Video

Bumper crop grain shipments hauled to Thunder Bay by truck

Expect a number of transports hauling grain to rumble along highways between the prairies and Thunder Bay this spring.
Transport Minister Lisa Raitt tells Liberal MP David McGuinty a bumper crop, a cold winter and limited rail capacity is to blame for stalled grain shipments. 4:29

Expect a number of transports hauling grain to rumble along highways between the prairies and Thunder Bay this spring.

For months now prairie farmers have not been able to get last year's bumper crop of grain moved to market because there have not been enough railway cars to transport it.

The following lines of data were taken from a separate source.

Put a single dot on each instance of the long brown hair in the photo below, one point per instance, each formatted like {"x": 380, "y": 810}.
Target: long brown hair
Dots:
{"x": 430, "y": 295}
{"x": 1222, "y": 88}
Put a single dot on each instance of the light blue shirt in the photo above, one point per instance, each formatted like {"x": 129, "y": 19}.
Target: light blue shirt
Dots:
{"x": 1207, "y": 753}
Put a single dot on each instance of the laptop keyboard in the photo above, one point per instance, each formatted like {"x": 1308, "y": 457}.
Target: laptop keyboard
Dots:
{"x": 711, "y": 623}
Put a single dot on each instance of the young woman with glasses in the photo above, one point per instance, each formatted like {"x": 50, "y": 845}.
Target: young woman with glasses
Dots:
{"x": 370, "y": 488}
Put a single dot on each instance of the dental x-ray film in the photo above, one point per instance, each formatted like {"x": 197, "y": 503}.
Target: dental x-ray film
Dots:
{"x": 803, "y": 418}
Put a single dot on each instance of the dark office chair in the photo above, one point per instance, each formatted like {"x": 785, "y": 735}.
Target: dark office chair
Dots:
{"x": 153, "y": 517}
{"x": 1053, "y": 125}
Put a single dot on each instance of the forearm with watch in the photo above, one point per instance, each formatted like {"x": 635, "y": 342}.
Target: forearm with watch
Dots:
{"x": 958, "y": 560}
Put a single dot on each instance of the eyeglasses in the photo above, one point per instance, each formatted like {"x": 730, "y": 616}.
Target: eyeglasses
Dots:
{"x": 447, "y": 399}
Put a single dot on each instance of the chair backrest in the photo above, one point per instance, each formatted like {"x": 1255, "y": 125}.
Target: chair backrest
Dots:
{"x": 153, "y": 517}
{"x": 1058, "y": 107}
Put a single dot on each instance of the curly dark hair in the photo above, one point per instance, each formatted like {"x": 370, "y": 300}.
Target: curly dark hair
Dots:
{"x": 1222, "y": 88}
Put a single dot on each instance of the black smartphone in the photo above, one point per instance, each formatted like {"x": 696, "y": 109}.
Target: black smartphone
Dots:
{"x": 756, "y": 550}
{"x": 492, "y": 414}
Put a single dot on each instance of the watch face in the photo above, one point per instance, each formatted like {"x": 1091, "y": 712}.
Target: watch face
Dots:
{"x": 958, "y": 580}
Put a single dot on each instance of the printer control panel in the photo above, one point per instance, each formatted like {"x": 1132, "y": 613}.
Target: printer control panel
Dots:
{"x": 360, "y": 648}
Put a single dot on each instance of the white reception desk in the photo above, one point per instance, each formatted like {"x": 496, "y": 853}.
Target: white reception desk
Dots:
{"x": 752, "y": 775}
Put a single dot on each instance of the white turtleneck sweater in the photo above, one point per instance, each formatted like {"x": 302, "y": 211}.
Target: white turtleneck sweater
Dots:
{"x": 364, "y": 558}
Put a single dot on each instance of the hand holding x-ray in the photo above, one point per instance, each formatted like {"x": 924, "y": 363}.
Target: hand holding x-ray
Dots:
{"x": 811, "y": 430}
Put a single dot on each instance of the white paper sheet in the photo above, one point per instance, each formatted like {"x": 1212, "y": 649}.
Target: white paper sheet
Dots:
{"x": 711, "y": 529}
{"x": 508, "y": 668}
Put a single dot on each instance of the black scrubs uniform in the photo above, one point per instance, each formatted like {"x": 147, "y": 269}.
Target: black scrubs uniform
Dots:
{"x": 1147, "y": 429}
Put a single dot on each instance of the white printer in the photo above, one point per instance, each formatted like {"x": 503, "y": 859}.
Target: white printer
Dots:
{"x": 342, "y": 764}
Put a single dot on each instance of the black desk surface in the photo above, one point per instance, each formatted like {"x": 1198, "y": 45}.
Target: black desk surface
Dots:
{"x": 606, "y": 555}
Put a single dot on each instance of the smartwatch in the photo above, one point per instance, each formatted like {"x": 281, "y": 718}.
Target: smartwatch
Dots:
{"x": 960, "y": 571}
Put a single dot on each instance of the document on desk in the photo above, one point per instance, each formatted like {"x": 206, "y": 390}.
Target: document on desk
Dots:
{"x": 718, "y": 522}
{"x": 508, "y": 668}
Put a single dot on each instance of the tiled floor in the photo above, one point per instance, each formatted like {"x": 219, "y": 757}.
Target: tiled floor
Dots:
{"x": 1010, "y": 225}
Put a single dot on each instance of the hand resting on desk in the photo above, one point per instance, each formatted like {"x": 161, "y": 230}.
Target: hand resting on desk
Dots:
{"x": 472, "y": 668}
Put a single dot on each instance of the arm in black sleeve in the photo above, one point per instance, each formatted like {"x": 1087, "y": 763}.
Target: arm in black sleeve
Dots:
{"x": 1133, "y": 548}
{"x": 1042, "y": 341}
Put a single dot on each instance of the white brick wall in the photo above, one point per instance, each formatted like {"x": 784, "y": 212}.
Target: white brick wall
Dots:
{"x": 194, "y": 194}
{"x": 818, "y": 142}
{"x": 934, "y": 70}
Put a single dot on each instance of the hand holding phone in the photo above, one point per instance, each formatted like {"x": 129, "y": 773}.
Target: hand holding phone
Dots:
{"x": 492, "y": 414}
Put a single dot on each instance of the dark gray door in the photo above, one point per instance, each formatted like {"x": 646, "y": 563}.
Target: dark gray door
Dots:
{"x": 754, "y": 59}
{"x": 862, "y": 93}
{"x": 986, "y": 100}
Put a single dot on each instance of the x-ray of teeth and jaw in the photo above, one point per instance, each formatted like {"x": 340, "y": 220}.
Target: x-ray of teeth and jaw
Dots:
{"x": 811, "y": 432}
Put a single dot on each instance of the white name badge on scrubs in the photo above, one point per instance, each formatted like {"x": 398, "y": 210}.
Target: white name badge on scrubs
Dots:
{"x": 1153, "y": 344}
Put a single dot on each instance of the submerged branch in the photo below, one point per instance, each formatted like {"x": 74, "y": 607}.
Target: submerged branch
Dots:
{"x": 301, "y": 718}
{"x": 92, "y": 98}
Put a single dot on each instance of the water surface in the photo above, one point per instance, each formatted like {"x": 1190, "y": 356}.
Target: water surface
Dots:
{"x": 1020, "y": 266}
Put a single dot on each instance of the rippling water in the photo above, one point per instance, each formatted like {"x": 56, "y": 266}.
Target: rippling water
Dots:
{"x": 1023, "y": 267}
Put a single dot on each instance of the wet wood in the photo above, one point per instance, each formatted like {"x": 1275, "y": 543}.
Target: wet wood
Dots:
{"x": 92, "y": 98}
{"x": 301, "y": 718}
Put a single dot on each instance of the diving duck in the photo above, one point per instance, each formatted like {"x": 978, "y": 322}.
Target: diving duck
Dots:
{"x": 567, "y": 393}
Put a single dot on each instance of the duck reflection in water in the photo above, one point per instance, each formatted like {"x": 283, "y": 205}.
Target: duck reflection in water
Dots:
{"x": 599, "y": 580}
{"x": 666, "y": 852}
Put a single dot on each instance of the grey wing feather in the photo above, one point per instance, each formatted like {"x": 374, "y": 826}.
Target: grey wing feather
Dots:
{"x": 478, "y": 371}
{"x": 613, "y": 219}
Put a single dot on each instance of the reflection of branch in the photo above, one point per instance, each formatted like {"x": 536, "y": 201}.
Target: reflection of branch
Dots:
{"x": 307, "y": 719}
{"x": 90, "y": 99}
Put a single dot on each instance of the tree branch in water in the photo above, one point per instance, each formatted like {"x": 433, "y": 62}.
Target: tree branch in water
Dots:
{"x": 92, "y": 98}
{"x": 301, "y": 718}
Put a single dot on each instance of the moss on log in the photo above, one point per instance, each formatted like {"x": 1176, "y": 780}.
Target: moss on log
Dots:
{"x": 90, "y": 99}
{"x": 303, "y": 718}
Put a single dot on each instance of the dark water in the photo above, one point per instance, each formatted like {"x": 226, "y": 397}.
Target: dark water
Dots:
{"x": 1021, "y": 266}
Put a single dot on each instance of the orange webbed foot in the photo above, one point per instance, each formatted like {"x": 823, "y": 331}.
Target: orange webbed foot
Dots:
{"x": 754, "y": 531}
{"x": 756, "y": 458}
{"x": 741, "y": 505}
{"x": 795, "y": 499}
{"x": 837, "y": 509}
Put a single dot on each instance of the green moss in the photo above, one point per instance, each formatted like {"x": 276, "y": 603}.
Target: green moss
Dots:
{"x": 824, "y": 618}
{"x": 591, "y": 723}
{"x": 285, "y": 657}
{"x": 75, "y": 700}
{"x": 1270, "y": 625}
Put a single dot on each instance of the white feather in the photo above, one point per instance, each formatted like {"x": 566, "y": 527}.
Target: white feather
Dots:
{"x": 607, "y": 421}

Tractor-trailers are now being used to bring a record wheat crop from western Canada to elevators at the Thunder Bay Port.

Port CEO Tim Heney said about 10 trucks are arriving every day. In the past, Heney said the port might receive 10 transports a year.

"I think they're doing it mostly to help out the farmers in Manitoba, because the rail service has been pretty much non-existent up to this point,” he said.

On Friday, the Ministers of Transport and Agriculture announced their fix to the problem. The government will sign an order-in-council, forcing the railways to move at least half a million metric tonnes each week. If they don't, they could face fines of up to $100,000 a day.

The railways have four weeks to ramp up to the required level.

Heney said Thunder Bay’s port has only a quarter-million tonnes of grain on hand. The port's capacity is about 1.2 million tonnes of grain.